Tools for Productionalizing Data Science
This meetup focused on useful tools for data science in production. Why is data science in production so important? And what does this even mean? Well, data scientists get caught up in creating functional models that produce accurate results, but what happens after the model is created is equally as important. Data science in production is simply the deployment of models. If a model is not properly deployed or even accessible, then guess what? No one can use it.
The first speaker of the evening Jed Dougherty, Lead Data Scientist at Dataiku, focused heavily on this idea during his talk: “So you built a model, now what?”
The typical data science workflow consists of ingesting, cleaning and enriching data and then training that data as a model to produce accurate results. Jed reminded us that accuracy alone is not important, but how fast your model can produce results is important as well. If someone can get results faster with another model, they are not going to wait around for your model to return a result. Not only that, but your model needs to be able to produce fast results for multiple requests. So how do you make sure that your model runs quickly: test and adapt.
Jed introduced Apache Bench, a common program used for measuring the performance of web servers. In a single command, you can send multiple requests to a URL and get an output of performance results for each request. These performance results will allow you to adapt your model so it can run faster at scale.
Another useful tool in data science production is Apache Airflow, a platform used for monitoring workflows. Brian Lavery, Senior Data Engineer, and John Paletto, Data Scientist, from The New York Times presented this in the second half of the evening. Their talk was called: “Intro to Airflow for Data Analysts and Data Scientists”.
Brian first outlined the ways in which data scientists and engineers at the NYT use Airflow for their projects. In the model creation stage, they use Airflow for creating feature sets, which allows users to interact with a model, and for actually running their models and making predictions.

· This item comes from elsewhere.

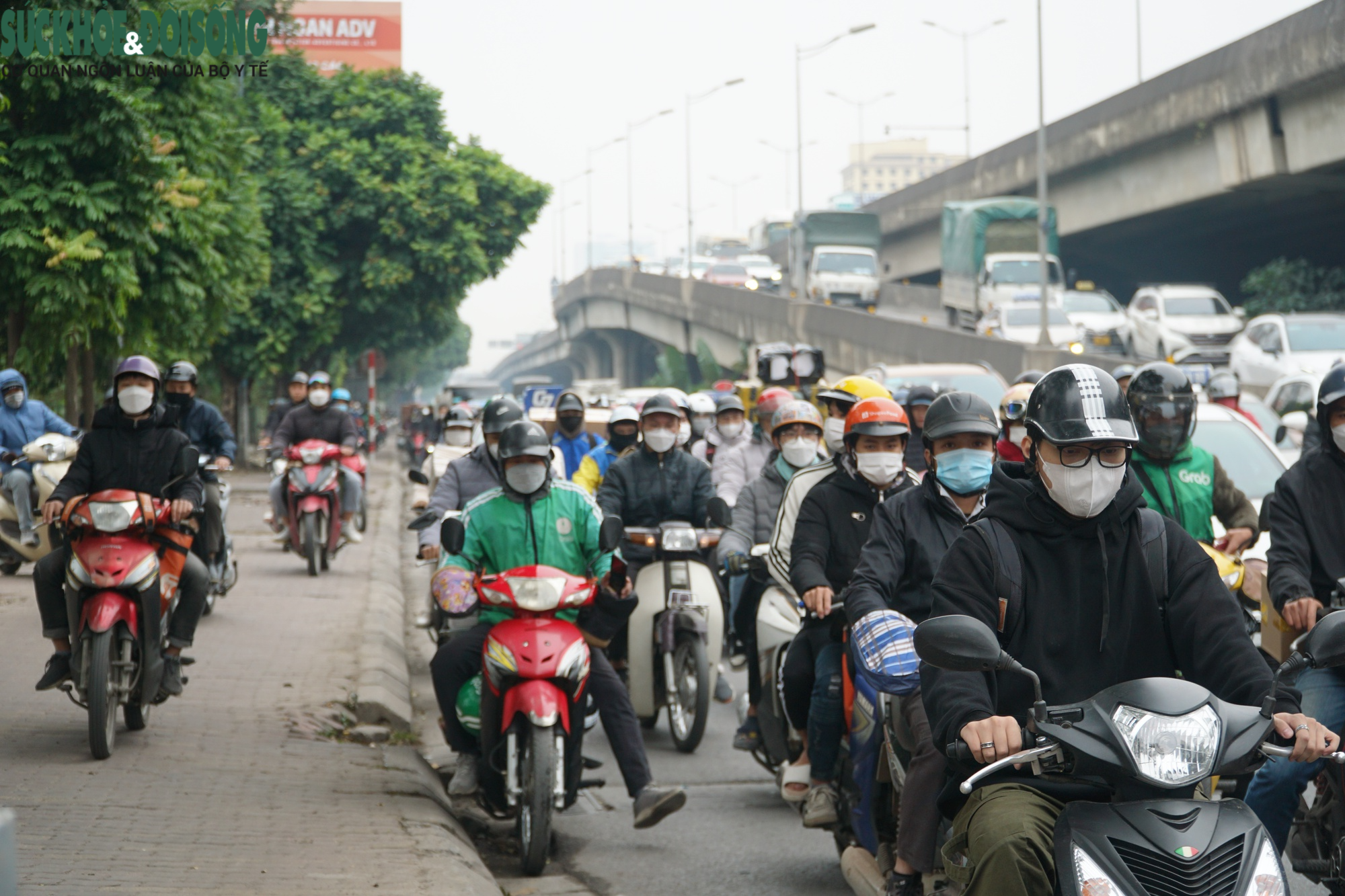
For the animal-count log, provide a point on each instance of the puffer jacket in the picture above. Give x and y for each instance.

In the production stage, Airflow allows them to backfill or reload data so they can rerun models, as well as, set up alerts to notify them of any anomalies that may arise.
John wrapped up the evening with a brief use case of Airflow for their “Project Feels”. The NYT started “Project Feels” so that advertisers could place more relevant ads next to articles that users searched for. Ultimately, the NYT made models that predicted the emotion of an article, and then pushed the appropriate ads to users depending on what articles they searched and the emotion that those articles invoked. How interesting! Click Here for more information regarding “Project Feels”.
While I went into this meetup with very little knowledge of data science in production, I left with a high-level understanding of model performance testing and data science workflows. I look forward to learning more in future meetups!